Section 10.1: \(z\) Tests and Confidence Intervals for a Difference Between Two Population Means
- Distinguish between inferential questions about a single population and about two populations.
- Given a claim about two population, identify relevant population parameters and state the claim as an equality / inequality involving the population parameters.
- State a point estimator for the difference between two population means, given a sample from each population.
- Determine the mean and variance of the point estimator \(D = \bar{X} - \bar{Y}\).
- Compute the mean and variance of sums and differences of two or more independent random variables.
- Determine the distribution of the sum or difference of two independent Gaussian random variables.
- State the \(Z\)-statistic for a two sample test for the difference between two population means, including its sampling distribution under the null hypothesis when the populations are Gaussian.

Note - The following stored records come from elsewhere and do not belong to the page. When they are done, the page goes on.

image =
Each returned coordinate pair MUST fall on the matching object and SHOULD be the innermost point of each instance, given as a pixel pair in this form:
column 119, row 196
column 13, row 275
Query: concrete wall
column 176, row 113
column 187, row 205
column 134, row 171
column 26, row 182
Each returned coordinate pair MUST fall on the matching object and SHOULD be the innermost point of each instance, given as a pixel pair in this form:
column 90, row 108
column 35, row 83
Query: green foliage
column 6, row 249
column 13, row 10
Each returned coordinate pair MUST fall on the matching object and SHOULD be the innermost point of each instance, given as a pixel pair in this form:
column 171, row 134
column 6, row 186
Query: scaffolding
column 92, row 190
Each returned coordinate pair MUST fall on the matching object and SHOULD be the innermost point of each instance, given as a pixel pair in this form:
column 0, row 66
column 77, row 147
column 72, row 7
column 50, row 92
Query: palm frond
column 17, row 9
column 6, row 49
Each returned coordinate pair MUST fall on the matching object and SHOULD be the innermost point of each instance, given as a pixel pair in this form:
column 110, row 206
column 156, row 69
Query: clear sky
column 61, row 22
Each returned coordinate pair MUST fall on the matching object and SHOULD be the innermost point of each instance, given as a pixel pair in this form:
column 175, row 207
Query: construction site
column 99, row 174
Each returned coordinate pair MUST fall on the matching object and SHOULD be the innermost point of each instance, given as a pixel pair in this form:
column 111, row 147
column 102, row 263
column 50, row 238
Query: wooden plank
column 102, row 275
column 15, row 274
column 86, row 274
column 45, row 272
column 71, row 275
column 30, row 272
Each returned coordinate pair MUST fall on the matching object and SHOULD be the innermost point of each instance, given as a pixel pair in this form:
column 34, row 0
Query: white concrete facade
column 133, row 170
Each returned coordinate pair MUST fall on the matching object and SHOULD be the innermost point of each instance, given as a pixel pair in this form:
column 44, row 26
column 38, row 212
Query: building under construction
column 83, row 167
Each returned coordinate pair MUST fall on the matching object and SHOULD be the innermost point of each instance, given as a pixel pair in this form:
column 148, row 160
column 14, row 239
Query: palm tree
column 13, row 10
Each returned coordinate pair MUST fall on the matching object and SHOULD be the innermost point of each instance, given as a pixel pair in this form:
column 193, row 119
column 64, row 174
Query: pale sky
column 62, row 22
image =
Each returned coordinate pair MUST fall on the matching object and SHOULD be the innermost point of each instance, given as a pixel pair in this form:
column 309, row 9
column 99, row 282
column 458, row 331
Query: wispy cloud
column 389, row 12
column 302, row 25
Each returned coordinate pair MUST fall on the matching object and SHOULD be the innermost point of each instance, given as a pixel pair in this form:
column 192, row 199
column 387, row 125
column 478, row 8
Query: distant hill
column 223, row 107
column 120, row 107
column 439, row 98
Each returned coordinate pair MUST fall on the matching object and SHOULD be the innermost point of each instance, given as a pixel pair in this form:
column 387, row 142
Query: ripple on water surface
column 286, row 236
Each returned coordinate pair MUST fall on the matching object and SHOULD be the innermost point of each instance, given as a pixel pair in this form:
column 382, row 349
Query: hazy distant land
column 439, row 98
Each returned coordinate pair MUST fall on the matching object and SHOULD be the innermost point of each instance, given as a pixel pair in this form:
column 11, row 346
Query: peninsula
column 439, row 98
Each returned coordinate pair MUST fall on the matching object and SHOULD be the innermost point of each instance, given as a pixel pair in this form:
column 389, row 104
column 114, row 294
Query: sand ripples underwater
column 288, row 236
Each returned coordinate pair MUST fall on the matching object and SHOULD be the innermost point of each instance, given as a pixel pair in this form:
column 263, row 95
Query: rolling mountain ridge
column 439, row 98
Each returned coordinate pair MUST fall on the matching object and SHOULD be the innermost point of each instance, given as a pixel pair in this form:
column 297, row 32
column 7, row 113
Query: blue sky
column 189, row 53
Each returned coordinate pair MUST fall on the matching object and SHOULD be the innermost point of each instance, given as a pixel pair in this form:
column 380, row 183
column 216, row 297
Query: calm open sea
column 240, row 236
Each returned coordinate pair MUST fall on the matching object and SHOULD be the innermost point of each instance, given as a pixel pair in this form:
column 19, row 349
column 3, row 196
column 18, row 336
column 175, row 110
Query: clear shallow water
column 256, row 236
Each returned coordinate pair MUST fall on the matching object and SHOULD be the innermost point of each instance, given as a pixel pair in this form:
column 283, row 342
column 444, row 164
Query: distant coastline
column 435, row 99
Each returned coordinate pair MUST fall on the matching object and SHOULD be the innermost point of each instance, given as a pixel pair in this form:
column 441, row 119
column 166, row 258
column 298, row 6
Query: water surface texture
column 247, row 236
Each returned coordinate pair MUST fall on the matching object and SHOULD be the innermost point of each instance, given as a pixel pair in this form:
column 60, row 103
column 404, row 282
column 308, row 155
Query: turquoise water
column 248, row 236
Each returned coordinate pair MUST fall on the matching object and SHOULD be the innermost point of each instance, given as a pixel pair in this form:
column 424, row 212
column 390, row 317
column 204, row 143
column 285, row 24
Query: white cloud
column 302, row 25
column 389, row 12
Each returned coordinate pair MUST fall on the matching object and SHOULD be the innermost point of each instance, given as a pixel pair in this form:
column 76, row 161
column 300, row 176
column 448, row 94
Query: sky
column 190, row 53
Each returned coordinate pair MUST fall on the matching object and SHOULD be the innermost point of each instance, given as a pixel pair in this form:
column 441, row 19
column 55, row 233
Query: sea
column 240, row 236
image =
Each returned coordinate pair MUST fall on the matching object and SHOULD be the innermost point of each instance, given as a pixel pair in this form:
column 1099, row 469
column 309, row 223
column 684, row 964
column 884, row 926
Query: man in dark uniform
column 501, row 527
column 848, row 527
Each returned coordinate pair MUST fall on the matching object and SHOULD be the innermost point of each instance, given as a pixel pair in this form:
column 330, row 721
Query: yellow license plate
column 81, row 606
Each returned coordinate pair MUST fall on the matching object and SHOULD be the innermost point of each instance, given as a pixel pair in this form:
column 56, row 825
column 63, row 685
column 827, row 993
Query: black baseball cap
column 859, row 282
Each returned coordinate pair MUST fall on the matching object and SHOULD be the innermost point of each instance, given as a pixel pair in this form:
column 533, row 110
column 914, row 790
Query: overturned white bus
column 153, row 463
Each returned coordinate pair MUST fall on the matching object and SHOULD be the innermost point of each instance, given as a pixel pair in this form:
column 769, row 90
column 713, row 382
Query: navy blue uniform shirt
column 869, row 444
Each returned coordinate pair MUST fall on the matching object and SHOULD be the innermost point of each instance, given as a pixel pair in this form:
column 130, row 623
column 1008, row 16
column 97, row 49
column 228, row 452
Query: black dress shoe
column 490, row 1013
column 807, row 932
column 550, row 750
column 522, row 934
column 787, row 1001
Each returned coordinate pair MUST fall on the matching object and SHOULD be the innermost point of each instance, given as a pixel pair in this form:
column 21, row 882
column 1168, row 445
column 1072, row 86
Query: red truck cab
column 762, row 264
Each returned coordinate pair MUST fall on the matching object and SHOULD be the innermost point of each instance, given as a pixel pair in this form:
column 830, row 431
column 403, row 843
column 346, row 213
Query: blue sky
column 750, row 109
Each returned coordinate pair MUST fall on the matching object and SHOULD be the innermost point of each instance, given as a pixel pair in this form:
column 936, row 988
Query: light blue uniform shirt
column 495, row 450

- Construct confidence intervals and upper/lower confidence bounds for the difference between two population means when the population standard deviations are known.
- Perform a hypothesis test for a claim about the difference between two population means when the population standard deviations are known.
Section 10.2: The Two-Sample \(t\) Test and Confidence Interval
- State the \(T\)-statistic for a two sample test for the difference between two population means, including its sampling distribution under the null hypothesis when the populations are Gaussian.
- Construct confidence intervals and upper/lower confidence bounds for the difference between two population means when the population standard deviations are unknown.
- Perform a hypothesis test for a claim about the difference between two population means when the population standard deviations are unknown.
- Use the R function welch.two.sample.t to perform a two sample \(t\)-test using summarized data.